Der chinesische Staatsrat und Außenminister Wang Yi (rechts) trifft sich mit der deutschen Außenministerin Annallina Birbock am Rande der 77. Tagung der Generalversammlung der Vereinten Nationen in New York, Vereinigte Staaten, 22. September 2022. Roy)

NEW YORK, 23. September (Xinhuanet) — Der chinesische Staatsrat und Außenminister Wang Yi traf am Donnerstag mit seiner deutschen Amtskollegin Annalena Birbock zusammen und betonte die Bedeutung der Stärkung der chinesisch-deutschen Partnerschaft in der aktuellen internationalen Situation.

Während des Treffens am Rande der 77. Tagung der Generalversammlung der Vereinten Nationen sagte Wang, dass die praktische Zusammenarbeit zwischen China und Deutschland seit ihrem letzten Treffen in Bali, Indonesien, große Fortschritte gemacht habe, eine positive Botschaft aussende und das Potenzial demonstriere Widerstandsfähigkeit der chinesisch-deutschen Beziehungen.

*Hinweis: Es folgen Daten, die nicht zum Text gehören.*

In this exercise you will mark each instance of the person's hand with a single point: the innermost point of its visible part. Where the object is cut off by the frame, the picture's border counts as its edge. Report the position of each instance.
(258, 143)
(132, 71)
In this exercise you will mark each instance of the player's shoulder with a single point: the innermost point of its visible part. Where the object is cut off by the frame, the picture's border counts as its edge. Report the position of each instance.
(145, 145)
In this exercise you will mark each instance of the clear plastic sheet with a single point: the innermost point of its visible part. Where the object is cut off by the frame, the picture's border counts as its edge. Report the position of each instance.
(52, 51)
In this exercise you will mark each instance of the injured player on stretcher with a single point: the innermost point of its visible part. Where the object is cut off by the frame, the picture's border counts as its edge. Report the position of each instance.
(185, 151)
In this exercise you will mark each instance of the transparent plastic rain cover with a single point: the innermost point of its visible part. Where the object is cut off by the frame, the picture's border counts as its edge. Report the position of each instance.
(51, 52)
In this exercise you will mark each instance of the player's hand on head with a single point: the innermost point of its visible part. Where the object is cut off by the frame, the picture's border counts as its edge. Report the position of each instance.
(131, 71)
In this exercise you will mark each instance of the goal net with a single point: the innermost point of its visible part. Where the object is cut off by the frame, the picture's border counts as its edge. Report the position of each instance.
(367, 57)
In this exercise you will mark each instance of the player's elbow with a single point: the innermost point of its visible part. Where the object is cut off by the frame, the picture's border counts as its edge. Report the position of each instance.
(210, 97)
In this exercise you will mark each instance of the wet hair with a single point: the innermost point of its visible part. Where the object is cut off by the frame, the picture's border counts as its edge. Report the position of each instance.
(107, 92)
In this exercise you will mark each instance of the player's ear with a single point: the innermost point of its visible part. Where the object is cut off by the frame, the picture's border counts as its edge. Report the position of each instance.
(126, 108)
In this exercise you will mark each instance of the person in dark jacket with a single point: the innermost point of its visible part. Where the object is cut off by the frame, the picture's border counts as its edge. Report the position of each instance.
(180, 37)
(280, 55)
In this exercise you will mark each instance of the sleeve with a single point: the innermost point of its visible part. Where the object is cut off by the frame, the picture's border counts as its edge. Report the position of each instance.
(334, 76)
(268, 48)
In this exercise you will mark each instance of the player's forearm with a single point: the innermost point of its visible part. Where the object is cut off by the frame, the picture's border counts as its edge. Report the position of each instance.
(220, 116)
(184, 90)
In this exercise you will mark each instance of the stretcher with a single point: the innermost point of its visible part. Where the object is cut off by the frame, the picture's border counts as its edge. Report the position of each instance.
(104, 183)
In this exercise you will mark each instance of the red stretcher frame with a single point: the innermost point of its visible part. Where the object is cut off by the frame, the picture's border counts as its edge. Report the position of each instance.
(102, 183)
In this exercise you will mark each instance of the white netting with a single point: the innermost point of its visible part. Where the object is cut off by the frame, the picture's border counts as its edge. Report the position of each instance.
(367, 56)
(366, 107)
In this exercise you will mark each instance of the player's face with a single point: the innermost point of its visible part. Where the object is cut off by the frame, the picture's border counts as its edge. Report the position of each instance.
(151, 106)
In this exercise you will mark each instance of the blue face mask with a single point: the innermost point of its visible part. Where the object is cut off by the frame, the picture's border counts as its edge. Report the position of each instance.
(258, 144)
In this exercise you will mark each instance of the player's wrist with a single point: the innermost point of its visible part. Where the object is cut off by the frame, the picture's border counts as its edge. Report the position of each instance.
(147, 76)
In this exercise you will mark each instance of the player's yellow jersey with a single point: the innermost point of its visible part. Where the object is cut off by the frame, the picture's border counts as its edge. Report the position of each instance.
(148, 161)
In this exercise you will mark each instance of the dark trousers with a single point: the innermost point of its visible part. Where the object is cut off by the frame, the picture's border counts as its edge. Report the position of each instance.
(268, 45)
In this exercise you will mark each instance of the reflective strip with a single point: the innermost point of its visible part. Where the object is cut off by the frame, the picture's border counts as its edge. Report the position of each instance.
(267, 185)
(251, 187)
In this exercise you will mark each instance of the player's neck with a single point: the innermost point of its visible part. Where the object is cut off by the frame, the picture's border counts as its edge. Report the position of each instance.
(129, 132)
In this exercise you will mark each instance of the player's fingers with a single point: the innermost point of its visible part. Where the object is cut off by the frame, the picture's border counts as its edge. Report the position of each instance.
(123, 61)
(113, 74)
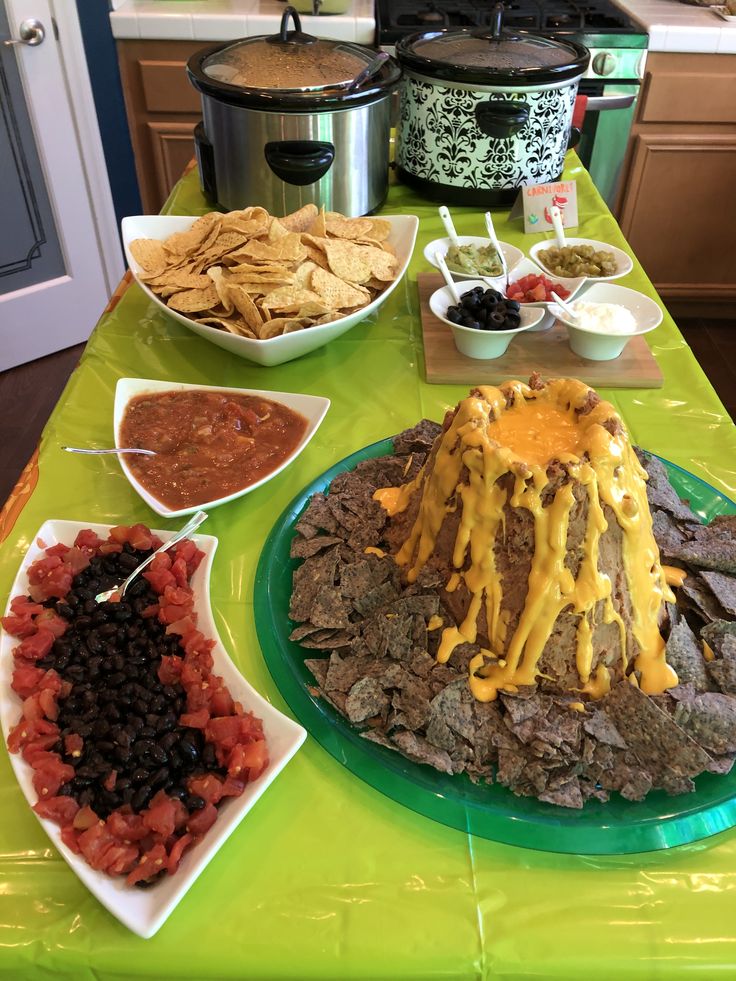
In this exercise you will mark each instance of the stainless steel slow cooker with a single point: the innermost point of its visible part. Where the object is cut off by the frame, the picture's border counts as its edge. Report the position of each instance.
(292, 119)
(482, 113)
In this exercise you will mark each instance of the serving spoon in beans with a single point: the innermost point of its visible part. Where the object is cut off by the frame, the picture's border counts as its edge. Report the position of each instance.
(119, 591)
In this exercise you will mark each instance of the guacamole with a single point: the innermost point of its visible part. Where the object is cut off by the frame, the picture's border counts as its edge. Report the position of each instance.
(474, 260)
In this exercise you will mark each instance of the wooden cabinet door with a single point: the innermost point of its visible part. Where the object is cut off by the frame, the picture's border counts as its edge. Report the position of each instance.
(679, 213)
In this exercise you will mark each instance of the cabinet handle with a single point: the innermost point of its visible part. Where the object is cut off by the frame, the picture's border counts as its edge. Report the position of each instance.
(32, 32)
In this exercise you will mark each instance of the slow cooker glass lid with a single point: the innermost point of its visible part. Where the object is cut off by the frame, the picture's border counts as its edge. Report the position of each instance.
(258, 63)
(505, 53)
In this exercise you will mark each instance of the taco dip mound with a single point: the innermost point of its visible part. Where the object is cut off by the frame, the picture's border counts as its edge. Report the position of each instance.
(492, 600)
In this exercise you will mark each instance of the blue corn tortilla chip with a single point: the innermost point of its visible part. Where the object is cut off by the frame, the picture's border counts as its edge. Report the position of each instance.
(658, 743)
(709, 717)
(713, 546)
(685, 654)
(723, 588)
(723, 668)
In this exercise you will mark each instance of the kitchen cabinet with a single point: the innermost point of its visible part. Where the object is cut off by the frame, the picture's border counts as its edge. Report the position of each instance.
(677, 208)
(162, 109)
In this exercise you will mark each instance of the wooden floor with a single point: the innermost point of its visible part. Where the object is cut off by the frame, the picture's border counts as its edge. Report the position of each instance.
(29, 393)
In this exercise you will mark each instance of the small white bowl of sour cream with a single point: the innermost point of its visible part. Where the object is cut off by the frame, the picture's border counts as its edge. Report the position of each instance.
(608, 317)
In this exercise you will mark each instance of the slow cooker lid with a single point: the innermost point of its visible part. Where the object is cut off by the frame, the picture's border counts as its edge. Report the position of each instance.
(493, 57)
(506, 52)
(289, 62)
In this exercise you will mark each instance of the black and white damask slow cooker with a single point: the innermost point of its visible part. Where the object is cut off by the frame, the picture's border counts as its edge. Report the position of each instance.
(484, 112)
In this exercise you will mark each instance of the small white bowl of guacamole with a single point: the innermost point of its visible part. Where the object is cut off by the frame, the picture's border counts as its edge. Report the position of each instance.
(473, 257)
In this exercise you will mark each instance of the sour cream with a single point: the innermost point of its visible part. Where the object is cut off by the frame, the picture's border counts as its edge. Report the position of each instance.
(604, 318)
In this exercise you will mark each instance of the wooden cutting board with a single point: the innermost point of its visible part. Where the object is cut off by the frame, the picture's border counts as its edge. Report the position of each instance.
(546, 352)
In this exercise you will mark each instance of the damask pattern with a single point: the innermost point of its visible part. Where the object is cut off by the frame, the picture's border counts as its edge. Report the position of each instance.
(439, 140)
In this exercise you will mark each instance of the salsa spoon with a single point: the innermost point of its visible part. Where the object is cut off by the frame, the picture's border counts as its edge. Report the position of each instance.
(194, 522)
(79, 449)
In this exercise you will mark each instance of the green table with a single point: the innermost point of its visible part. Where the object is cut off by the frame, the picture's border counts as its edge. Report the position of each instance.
(327, 878)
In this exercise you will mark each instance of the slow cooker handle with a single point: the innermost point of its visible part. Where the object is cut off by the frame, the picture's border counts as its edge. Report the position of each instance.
(501, 118)
(285, 36)
(299, 162)
(205, 162)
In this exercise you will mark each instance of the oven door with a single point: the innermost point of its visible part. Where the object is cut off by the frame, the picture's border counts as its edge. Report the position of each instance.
(605, 133)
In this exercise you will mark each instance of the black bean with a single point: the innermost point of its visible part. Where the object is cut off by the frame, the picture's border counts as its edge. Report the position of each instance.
(141, 796)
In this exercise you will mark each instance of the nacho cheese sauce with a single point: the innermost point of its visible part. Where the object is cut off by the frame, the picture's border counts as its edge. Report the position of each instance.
(208, 444)
(492, 440)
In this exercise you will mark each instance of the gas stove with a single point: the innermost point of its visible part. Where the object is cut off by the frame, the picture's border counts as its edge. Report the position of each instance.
(598, 24)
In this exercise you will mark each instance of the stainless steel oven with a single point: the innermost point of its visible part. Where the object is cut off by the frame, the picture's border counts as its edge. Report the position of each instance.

Die stetigen Fortschritte in der umfassenden Zusammenarbeit zwischen den beiden Ländern seit der Aufnahme diplomatischer Beziehungen vor 50 Jahren seien den beiden Völkern zugute gekommen, sagte Wang und fügte hinzu, dass die Kontakte gestärkt und vertieft werden sollten, da es keinen grundlegenden Interessenkonflikt zwischen den beiden Ländern gebe. gegenseitiges Verständnis.

Er sagte, beide Seiten sollten sich angemessen auf den Austausch auf hoher Ebene und zwischenstaatliche Konsultationen vorbereiten, verschiedene Bereiche der Zusammenarbeit umfassend überprüfen und die Entwicklung der bilateralen Beziehungen in den nächsten 50 Jahren bestimmen.

Unter den gegenwärtigen Umständen sei es von großer Bedeutung, die umfassende strategische Partnerschaft zwischen China und Deutschland weiter zu stärken, sagte Wang und fügte hinzu, dass die chinesische Seite bereit sei, mit Deutschland zusammenzuarbeiten, um ihre gebührenden Verantwortlichkeiten und Verpflichtungen als wichtige Länder für die gegenseitige Zusammenarbeit zu erfüllen. Beiträge zu Frieden und Entwicklung.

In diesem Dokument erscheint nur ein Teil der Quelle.